January 29 marked the start of the last semester of high school for the class of 2018; the momentous occasion comes along with the inevitable crash some (most) seniors experience. Whether you call it the senior slump, senioritis or senior slide, seniors become unmotivated to complete their daily academic tasks.
The cause of the slide comes from the lack of motivation following the completion of college applications.
“Everyday, I don’t feel the need to finish work, or do work, particularly because I am done with all of my college [applications],” said senior Rhiannon Curtis.
Due to the four previously rigorous years of high school, most seniors only need to take a couple more courses to fulfill the graduation requirement, meaning that many of their courses are electives.
“The fact that I only have two classes that actually matter toward graduation, and the rest do not matter at all adds to the lack of motivation,” said Curtis.
Though senioritis can often lead students to procrastinate or plainly not com- plete some assignments, the cramming comes in at the end of the grading period.

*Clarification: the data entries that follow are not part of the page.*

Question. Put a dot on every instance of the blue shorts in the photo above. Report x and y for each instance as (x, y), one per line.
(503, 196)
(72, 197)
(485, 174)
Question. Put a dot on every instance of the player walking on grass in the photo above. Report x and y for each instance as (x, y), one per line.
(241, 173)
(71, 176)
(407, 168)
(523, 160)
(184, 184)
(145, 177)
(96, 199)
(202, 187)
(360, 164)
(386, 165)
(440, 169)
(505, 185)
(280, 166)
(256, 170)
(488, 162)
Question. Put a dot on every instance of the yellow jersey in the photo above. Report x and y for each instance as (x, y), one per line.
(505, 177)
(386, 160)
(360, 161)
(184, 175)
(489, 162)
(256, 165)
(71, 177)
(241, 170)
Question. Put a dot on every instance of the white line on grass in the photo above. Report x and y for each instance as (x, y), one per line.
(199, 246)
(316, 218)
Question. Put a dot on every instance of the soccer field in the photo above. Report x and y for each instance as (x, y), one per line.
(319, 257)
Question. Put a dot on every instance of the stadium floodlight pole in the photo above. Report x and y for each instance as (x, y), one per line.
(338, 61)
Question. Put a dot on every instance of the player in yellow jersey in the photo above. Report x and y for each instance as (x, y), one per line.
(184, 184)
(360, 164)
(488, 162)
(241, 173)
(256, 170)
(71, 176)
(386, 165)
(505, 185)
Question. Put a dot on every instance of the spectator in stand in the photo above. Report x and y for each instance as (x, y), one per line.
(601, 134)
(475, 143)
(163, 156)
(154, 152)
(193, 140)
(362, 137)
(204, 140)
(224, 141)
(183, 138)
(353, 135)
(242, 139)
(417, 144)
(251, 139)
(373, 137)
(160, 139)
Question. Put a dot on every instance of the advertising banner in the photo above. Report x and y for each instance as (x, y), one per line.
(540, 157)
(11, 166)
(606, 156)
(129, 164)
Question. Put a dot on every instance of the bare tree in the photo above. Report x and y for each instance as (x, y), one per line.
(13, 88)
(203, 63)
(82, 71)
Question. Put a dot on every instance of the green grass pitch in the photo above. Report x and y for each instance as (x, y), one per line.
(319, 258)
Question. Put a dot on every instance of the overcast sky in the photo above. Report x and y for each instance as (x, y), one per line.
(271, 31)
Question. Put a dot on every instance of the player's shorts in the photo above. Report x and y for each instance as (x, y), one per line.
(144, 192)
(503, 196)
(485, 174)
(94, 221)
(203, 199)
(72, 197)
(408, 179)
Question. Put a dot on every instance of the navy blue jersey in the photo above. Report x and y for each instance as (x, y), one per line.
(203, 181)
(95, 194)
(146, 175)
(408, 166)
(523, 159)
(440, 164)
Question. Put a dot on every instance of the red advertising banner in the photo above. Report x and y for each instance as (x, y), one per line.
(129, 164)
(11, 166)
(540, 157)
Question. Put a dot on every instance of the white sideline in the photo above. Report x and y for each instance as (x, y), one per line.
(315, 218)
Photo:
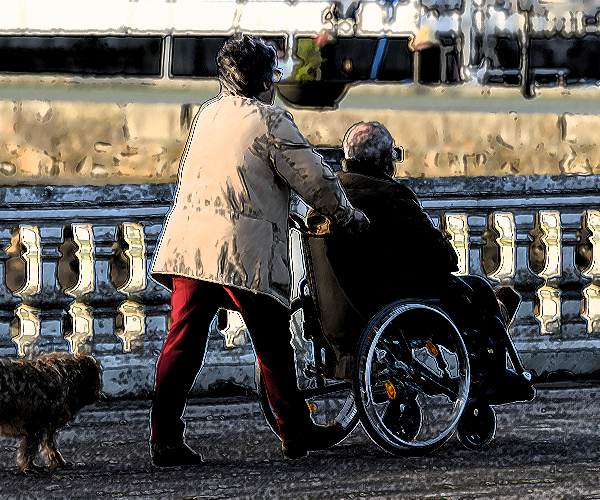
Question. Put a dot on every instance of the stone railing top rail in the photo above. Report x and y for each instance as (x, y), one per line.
(573, 190)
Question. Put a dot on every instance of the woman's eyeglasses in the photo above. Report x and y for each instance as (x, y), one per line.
(277, 75)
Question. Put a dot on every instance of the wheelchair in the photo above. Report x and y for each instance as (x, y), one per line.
(409, 378)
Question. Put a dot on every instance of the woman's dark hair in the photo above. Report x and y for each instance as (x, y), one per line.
(244, 63)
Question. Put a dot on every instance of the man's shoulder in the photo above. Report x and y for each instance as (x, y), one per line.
(387, 189)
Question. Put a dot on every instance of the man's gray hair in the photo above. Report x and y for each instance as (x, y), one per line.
(370, 142)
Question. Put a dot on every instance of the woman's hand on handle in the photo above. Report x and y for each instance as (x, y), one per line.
(359, 222)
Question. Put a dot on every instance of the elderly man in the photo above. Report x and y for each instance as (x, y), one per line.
(403, 255)
(225, 244)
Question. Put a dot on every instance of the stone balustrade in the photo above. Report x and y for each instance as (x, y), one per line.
(74, 273)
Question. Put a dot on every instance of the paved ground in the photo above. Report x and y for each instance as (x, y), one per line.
(546, 449)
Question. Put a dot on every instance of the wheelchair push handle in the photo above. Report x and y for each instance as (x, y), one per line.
(317, 225)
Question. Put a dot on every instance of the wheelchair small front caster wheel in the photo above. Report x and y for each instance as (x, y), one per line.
(477, 425)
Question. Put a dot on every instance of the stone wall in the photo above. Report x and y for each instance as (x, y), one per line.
(66, 143)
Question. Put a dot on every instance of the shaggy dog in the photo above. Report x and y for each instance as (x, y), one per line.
(39, 396)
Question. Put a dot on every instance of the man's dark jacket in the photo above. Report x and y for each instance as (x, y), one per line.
(400, 255)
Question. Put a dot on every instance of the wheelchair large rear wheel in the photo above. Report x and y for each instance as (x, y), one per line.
(411, 378)
(330, 405)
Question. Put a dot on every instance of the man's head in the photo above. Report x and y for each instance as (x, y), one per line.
(246, 65)
(370, 143)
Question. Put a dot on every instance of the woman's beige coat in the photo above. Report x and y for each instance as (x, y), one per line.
(229, 220)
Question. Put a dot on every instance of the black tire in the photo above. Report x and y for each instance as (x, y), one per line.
(325, 409)
(411, 353)
(477, 426)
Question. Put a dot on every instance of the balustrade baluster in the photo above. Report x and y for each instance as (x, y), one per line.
(548, 307)
(81, 326)
(456, 226)
(591, 294)
(25, 327)
(132, 326)
(572, 281)
(505, 226)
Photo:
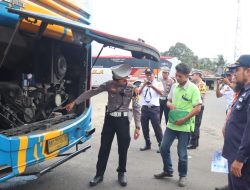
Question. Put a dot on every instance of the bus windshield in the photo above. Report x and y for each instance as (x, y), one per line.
(101, 70)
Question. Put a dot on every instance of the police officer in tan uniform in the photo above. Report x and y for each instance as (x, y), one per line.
(194, 138)
(116, 121)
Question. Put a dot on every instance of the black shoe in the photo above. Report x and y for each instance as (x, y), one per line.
(191, 146)
(162, 175)
(222, 188)
(96, 180)
(147, 147)
(122, 179)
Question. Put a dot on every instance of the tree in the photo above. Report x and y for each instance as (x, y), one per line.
(184, 54)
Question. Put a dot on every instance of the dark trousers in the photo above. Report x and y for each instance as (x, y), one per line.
(168, 139)
(152, 114)
(239, 183)
(194, 136)
(165, 109)
(112, 125)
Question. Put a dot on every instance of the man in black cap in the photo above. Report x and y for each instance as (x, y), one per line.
(150, 92)
(237, 142)
(116, 121)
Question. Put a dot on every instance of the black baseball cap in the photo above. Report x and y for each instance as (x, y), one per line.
(148, 71)
(243, 61)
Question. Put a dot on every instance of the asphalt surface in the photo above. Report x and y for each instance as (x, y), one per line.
(76, 173)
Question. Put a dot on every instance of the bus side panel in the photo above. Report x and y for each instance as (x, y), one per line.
(6, 18)
(29, 150)
(5, 157)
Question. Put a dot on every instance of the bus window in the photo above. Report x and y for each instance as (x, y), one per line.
(101, 71)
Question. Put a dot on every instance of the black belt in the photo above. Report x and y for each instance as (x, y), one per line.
(150, 106)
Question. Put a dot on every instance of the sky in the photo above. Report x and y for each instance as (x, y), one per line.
(207, 27)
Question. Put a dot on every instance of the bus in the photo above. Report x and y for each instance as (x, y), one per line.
(101, 71)
(45, 63)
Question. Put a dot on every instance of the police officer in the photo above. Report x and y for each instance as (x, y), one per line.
(194, 136)
(237, 142)
(116, 121)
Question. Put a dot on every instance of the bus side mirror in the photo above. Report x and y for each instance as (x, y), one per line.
(137, 55)
(137, 83)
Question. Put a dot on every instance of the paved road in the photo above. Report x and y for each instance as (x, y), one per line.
(76, 173)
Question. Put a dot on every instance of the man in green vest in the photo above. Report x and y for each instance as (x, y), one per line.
(184, 101)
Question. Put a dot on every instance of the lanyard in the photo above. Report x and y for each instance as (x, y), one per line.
(148, 92)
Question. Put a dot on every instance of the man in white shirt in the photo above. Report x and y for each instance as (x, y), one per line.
(150, 91)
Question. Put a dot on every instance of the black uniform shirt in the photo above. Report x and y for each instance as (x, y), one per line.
(237, 135)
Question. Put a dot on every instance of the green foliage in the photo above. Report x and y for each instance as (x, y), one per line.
(186, 55)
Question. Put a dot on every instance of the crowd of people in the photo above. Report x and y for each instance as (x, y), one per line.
(182, 102)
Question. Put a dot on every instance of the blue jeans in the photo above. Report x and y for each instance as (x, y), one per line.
(167, 141)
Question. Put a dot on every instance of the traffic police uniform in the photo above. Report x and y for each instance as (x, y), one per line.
(116, 119)
(237, 141)
(194, 137)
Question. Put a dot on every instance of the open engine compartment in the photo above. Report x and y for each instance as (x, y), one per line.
(37, 80)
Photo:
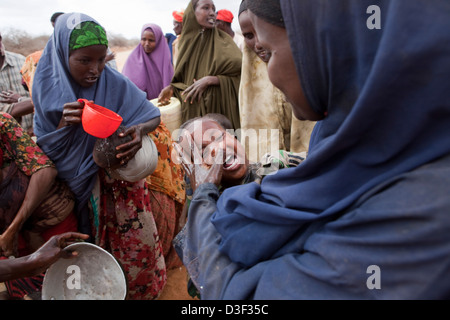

“I focus on major deadlines, like tests and projects, anything that can have a major impact on your grade,” said Curtis. As inevitable as the senior slump can be, coming back from it is the most essential part.
CHS School Counselor, Bari Sholomon, advices seniors to be cautious of letting things slide.
“If you’ve already been admitted into college, just remember that a college can rescind an offer of admission, especially because this year admission has been so competitive,” said Sholomon.
The main concern with senioritis is college admissions offices noticing a major downfall between first and second semesters.
If you feel yourself becoming less motivated as the year goes on, make sure to narrow your focus on specific classes.
“You will have APs at the end of this year, so if a college takes those scores it will be less classes you will have to take when you get there,” said Sholomon.
Even though college seems like the goal, it is just the beginning of another four, or more, years of learning. Maintaining a solid academic rhythm will ease the transition into your next step.
“You should definitely think about the present rather than the future. When you are a senior, your whole year surrounds organizing your future, so you lose track of what is important right now. If you think about how everything right now impacts your future, it will motivate many to work right now,” said Curtis.